Radio Science

Climatology of midlatitude ionospheric disturbances from the Very Large Array Low-frequency Sky Survey


Corresponding author: J. F. Helmboldt, U.S. Naval Research Laboratory, Code 7213, 4555 Overlook Ave. SW, Washington, DC 20375, USA. (


[1] The results of a climatological study of ionospheric disturbances derived from observations of cosmic sources from the Very Large Array (VLA) Low-frequency Sky Survey (VLSS) are presented.

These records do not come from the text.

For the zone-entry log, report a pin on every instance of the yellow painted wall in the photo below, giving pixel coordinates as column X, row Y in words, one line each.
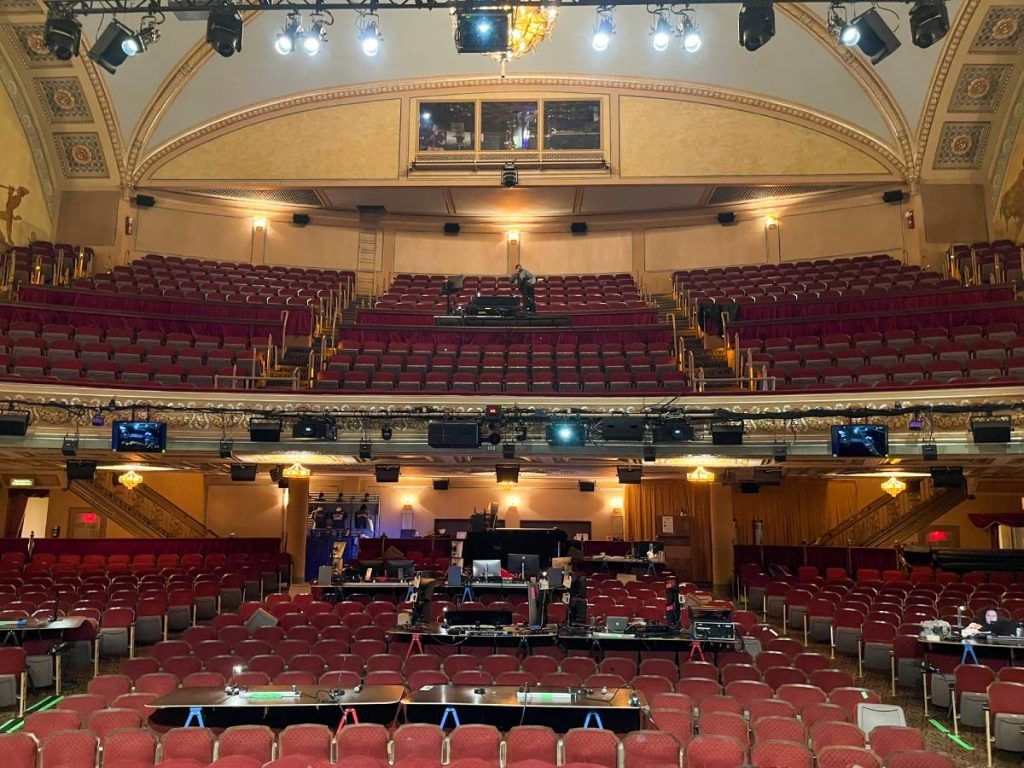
column 665, row 137
column 17, row 169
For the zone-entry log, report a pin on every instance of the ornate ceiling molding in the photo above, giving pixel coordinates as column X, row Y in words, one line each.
column 826, row 123
column 32, row 133
column 864, row 75
column 949, row 49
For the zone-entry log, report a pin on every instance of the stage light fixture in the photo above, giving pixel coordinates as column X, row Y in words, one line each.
column 223, row 30
column 370, row 34
column 757, row 24
column 875, row 38
column 568, row 433
column 929, row 22
column 660, row 31
column 70, row 445
column 314, row 38
column 691, row 34
column 62, row 34
column 603, row 29
column 290, row 35
column 510, row 175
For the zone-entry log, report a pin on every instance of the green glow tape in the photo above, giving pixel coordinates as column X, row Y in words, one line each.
column 961, row 741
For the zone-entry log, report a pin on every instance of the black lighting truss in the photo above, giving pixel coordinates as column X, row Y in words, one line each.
column 195, row 8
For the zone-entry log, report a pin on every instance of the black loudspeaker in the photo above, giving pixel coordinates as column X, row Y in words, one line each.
column 630, row 475
column 81, row 470
column 260, row 619
column 947, row 477
column 14, row 423
column 264, row 431
column 244, row 472
column 623, row 428
column 454, row 434
column 727, row 434
column 993, row 429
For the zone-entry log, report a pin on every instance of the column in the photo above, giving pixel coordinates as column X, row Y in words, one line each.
column 721, row 539
column 295, row 526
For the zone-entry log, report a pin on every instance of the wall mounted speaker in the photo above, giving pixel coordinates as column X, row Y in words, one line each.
column 454, row 434
column 244, row 472
column 630, row 475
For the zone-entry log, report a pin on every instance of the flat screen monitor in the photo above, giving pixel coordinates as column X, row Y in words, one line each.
column 524, row 565
column 860, row 440
column 486, row 568
column 139, row 436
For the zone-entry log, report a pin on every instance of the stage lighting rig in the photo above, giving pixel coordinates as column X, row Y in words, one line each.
column 223, row 30
column 370, row 34
column 604, row 28
column 62, row 34
column 757, row 24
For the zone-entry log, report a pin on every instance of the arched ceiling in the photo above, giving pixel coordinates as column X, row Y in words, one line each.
column 913, row 101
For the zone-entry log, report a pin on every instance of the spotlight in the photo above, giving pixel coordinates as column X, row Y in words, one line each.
column 875, row 39
column 287, row 38
column 691, row 35
column 757, row 24
column 603, row 30
column 660, row 32
column 313, row 40
column 223, row 30
column 370, row 34
column 510, row 175
column 566, row 433
column 929, row 22
column 62, row 34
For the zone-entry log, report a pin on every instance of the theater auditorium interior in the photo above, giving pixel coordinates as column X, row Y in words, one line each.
column 586, row 383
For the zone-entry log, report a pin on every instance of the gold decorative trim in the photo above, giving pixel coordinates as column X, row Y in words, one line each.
column 865, row 76
column 934, row 94
column 830, row 124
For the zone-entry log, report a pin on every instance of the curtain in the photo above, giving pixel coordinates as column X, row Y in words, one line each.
column 16, row 503
column 671, row 497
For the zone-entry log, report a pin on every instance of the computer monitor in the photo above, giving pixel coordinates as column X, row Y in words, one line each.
column 524, row 565
column 486, row 568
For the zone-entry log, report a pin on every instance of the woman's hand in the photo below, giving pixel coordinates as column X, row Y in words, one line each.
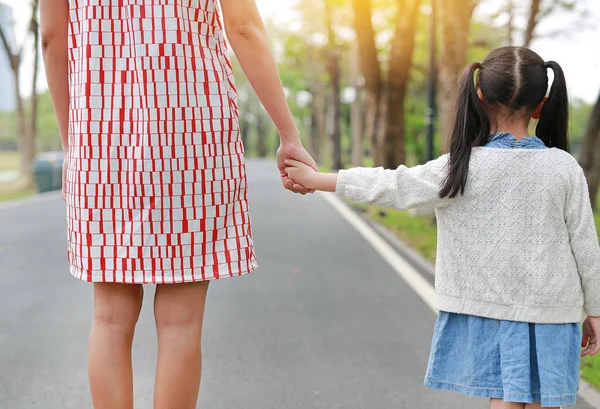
column 293, row 151
column 591, row 332
column 301, row 174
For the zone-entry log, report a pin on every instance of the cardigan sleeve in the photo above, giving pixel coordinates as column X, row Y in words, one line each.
column 402, row 188
column 584, row 240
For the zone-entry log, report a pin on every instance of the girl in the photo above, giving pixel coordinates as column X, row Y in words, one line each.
column 518, row 253
column 155, row 181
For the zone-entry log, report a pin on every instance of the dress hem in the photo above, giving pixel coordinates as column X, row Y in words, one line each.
column 498, row 393
column 178, row 278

We have used the ionospheric corrections applied to the 74 MHz interferometric data within the VLSS imaging process to obtain fluctuation spectra for the total electron content (TEC) gradient on spatial scales from a few to hundreds of kilometers and temporal scales from less than one minute to nearly an hour. The observations sample nearly all times of day and all seasons. They also span latitudes and longitudes from 28°N to 40°N and 95°W to 114°W, respectively. We have binned and averaged the fluctuation spectra according to time of day, season, and geomagnetic (Kp index) and solar (F10.7) activity. These spectra provide a detailed, multiscale account of seasonal and intraday variations in ionospheric activity with wavelike structures detected at wavelengths between about 35 and 250 km. In some cases, trends between spectral power and Kp index and/or F10.7 are also apparent. In addition, the VLSS observations allow for measurements of the turbulent power spectrum down to periods of 40 s (scales of ∼0.4 km at the height of the E-region). While the level of turbulent activity does not appear to have a strong dependence on eitherKp index or F10.7, it does appear to be more pronounced during the winter daytime, summer nighttime, and near dusk during the spring.